Chester Bennington a laissé derrière lui bien plus que des tubes : une empreinte vocale et émotionnelle qui traverse les générations. Jacoby Shaddix de Papa Roach, l’un de ses amis les plus proches, a récemment confié : « Nous avons traversé les mêmes épreuves. Il avait un cœur d’or. Sa musique fera écho à travers les âges » (dans cet hommage).

Linkin Park, après plusieurs années de silence, a choisi de poursuivre son histoire avec une nouvelle chanteuse, Emily Armstrong. Lors d’une interview avec Zane Lowe, elle a déclaré : « C’est en écoutant One Step Closer que j’ai voulu chanter et crier. Je veux faire honneur à son héritage ». Cette transmission illustre l’impact profond de Chester sur le rock alternatif.

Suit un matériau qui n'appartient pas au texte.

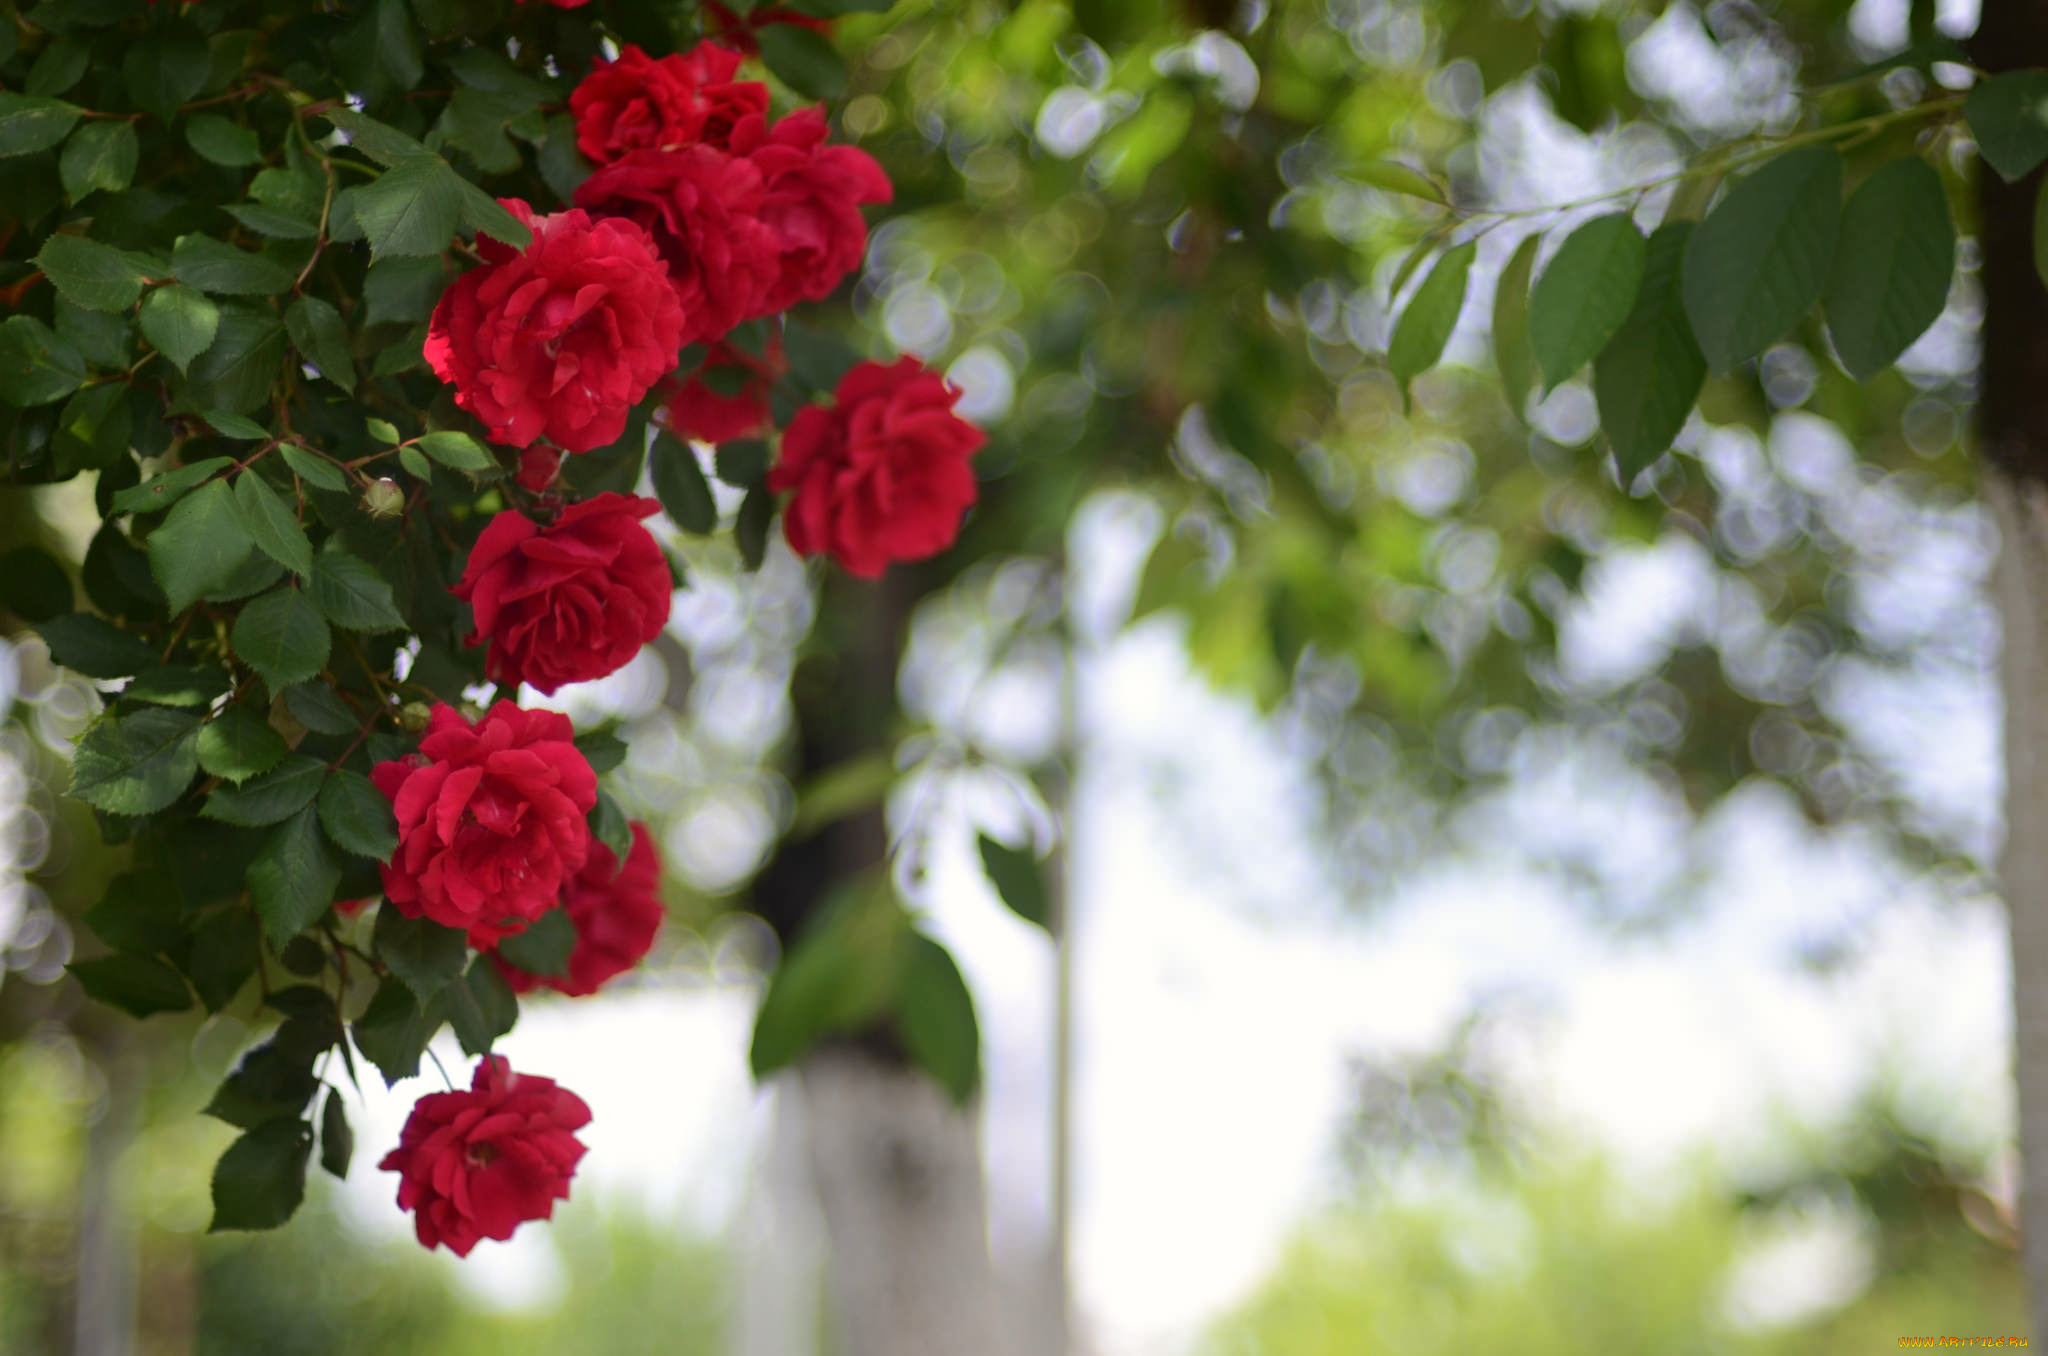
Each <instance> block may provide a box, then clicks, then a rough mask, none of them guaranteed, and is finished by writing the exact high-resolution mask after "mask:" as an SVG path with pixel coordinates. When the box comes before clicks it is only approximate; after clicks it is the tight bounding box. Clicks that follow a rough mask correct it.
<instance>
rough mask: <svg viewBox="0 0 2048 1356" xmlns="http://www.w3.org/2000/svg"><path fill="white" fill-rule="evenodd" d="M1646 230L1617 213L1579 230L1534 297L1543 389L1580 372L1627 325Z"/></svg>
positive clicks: (1636, 284) (1532, 325) (1621, 211)
mask: <svg viewBox="0 0 2048 1356" xmlns="http://www.w3.org/2000/svg"><path fill="white" fill-rule="evenodd" d="M1642 258H1645V242H1642V231H1638V229H1636V223H1634V221H1630V219H1628V213H1624V211H1618V213H1612V215H1606V217H1593V219H1591V221H1587V223H1585V225H1581V227H1579V229H1575V231H1573V234H1571V236H1569V238H1567V240H1565V244H1563V246H1559V250H1556V254H1554V256H1550V264H1548V266H1546V268H1544V270H1542V277H1540V279H1536V291H1534V293H1530V346H1532V348H1534V350H1536V363H1538V367H1542V375H1544V389H1546V391H1548V389H1554V387H1556V385H1559V383H1561V381H1565V379H1567V377H1571V375H1573V373H1577V371H1579V369H1581V367H1585V365H1587V363H1591V361H1593V356H1595V354H1597V352H1599V350H1602V348H1606V346H1608V340H1610V338H1614V332H1616V330H1620V328H1622V322H1624V320H1628V311H1630V309H1632V307H1634V303H1636V289H1638V287H1640V285H1642Z"/></svg>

Grey Daze, son ancien groupe, a également poursuivi son travail posthume avec les albums Amends et The Phoenix, intégrant des voix enregistrées avant sa mort. Ces disques, à mi-chemin entre hommage et résurrection, montrent combien son art reste vivant, même après sa disparition.

La voix d’une génération tourmentée

Dans une analyse du New York Times, le journaliste Jon Caramanica écrivait : « Chester Bennington associait une violence brute à une mélodie maîtrisée. Il parlait à ceux qui souffraient, ceux qui se sentaient incompris ». BBC, Kerrang!, Billboard ou encore The Guardian ont tous salué la capacité du chanteur à articuler des émotions complexes, souvent douloureuses, avec une intensité rare.

Son ami Sean Dowdell, de Grey Daze, soulignait ce paradoxe : « Tant de gens l’aimaient, mais lui ne croyait pas mériter cet amour. C’est ça, la dépression » (dans une interview). Mike Shinoda, quant à lui, confiait en 2023 : « Il y a eu des moments où j’étais en colère. Personne ne connaissait vraiment l’étendue de sa souffrance » (comme il l’expliquait ici).

Et pourtant, malgré ces ténèbres, Chester trouvait sur scène une forme de répit, une lumière. Shinoda disait de lui : « Il était né pour ça. C’est en chantant qu’il était le plus heureux ».

Un message qui reste nécessaire

Huit ans après sa mort, Chester Bennington reste un symbole de résilience pour des millions de fans. Sa musique continue de toucher, d’accompagner, de guérir. Son combat contre les démons intérieurs, mis à nu dans chaque cri, dans chaque mot, a permis à d’innombrables personnes de se sentir moins seules.

Rappeler sa mémoire, c’est aussi rappeler qu’il est essentiel d’écouter, de parler, d’agir. Et peut-être, comme le chantait Bennington dans One More Light, de se souvenir que chaque lumière compte, même la plus fragile.